SOLD
Origin: Austrian/German
Period: Late Eighteenth / Early Nineteenth Century
Provenance: Unknown
Date: c.1790-1810
Width: 4.5 inches
Height: 7 inches
(6” x 8.25” in Frames)
The delicately proportioned Georgian period reverse glass paint and foil pictures in their original ebonised frames depicting two colourful birds amongst flowers and foliage survive from the turn of the eighteenth century in the Austrian Empire.
The pictures do have some areas of small flaking and loss to the foil which is so common on early reverse glass but the majority, probably 80% remains in good condition. The frames are original and have been strengthened at some stage with small patches of webbed tape to the reverse. Also verso, we discovered that there is some very old printed text backing, which is in the German/Austrian tongue.

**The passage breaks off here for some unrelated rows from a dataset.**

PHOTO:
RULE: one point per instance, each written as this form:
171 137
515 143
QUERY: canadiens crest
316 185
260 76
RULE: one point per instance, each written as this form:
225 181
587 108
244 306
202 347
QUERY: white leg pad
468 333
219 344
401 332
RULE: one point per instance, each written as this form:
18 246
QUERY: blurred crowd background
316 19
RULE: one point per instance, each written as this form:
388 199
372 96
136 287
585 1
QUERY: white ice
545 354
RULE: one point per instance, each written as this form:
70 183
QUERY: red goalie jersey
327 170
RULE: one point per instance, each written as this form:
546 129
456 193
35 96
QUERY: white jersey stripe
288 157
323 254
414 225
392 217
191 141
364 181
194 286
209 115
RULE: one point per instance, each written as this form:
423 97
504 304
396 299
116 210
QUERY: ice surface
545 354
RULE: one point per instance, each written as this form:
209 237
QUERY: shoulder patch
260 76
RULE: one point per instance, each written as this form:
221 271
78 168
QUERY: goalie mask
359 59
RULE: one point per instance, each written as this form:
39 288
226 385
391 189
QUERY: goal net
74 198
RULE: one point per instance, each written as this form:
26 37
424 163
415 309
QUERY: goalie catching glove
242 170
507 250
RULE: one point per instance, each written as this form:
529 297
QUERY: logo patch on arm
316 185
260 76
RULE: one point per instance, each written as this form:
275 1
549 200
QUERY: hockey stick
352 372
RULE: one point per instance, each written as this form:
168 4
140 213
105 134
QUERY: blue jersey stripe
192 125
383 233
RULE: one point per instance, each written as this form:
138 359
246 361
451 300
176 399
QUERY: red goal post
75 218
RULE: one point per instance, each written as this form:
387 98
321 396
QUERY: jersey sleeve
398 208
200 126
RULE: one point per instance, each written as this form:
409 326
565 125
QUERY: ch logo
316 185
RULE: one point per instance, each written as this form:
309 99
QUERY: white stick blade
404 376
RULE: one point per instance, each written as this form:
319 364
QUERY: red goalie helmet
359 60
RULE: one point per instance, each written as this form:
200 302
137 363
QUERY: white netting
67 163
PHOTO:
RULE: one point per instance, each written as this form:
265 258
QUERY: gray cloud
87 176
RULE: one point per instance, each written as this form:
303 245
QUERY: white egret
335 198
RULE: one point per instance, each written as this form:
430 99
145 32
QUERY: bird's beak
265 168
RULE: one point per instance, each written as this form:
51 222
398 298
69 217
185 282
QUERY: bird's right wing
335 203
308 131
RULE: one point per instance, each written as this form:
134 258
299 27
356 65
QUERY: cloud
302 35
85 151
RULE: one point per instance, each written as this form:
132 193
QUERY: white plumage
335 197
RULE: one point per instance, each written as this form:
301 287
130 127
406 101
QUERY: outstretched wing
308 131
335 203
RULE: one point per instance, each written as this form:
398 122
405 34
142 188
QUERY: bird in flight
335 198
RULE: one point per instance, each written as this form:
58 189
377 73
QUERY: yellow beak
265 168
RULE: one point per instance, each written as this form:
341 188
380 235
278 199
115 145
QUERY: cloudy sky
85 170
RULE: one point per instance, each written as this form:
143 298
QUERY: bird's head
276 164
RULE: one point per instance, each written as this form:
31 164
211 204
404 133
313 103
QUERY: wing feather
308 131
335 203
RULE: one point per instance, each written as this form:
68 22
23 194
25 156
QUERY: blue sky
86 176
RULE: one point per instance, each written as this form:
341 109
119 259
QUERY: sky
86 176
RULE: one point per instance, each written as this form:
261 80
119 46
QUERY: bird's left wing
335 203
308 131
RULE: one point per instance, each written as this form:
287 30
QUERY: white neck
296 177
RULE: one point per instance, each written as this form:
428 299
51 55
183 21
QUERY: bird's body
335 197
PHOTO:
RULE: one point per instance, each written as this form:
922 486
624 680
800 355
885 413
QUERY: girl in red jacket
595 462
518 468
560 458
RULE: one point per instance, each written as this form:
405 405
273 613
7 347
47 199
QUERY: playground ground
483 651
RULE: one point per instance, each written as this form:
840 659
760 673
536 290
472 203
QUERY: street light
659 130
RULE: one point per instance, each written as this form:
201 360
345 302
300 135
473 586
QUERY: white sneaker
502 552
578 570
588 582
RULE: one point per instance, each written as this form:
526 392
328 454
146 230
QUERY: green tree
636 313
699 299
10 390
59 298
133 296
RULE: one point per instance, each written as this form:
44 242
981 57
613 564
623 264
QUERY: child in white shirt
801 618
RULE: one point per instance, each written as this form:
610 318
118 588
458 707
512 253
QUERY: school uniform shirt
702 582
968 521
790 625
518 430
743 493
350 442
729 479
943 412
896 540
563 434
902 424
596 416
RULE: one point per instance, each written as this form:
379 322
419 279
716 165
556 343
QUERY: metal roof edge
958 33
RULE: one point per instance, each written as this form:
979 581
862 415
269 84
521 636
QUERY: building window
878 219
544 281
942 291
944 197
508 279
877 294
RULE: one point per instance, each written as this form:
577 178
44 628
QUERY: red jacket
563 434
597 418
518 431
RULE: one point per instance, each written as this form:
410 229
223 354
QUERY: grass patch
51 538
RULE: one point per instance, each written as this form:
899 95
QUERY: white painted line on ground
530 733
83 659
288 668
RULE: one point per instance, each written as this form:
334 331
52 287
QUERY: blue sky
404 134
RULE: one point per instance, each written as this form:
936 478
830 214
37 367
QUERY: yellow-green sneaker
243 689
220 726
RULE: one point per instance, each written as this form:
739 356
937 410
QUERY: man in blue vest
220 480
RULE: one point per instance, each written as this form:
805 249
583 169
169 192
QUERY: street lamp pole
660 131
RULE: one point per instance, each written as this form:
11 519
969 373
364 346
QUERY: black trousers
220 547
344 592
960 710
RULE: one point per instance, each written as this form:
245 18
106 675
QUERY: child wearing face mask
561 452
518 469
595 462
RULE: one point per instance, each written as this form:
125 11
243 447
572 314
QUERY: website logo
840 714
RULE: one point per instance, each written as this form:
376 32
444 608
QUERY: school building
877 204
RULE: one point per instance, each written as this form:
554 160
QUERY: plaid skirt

The process of reverse glass painting originated in sixteenth-century Germany, initially as a means for reproducing prints and other well-known religious images for display in upper-class homes. By the eighteenth century, reverse-glass paintings were produced and distributed on a wider scale. From Augsburg, the craft spread through the Black and Bavarian Forests, then to Silesia, Bohemia, and to the Austrian village of Sandl. This pair would have been crafted in one of these areas. There were nearly twenty workshops producing reverse-glass paintings in Sandl alone by the third quarter of the nineteenth century.
Folksy, early, scarce…and beautifully bohemian.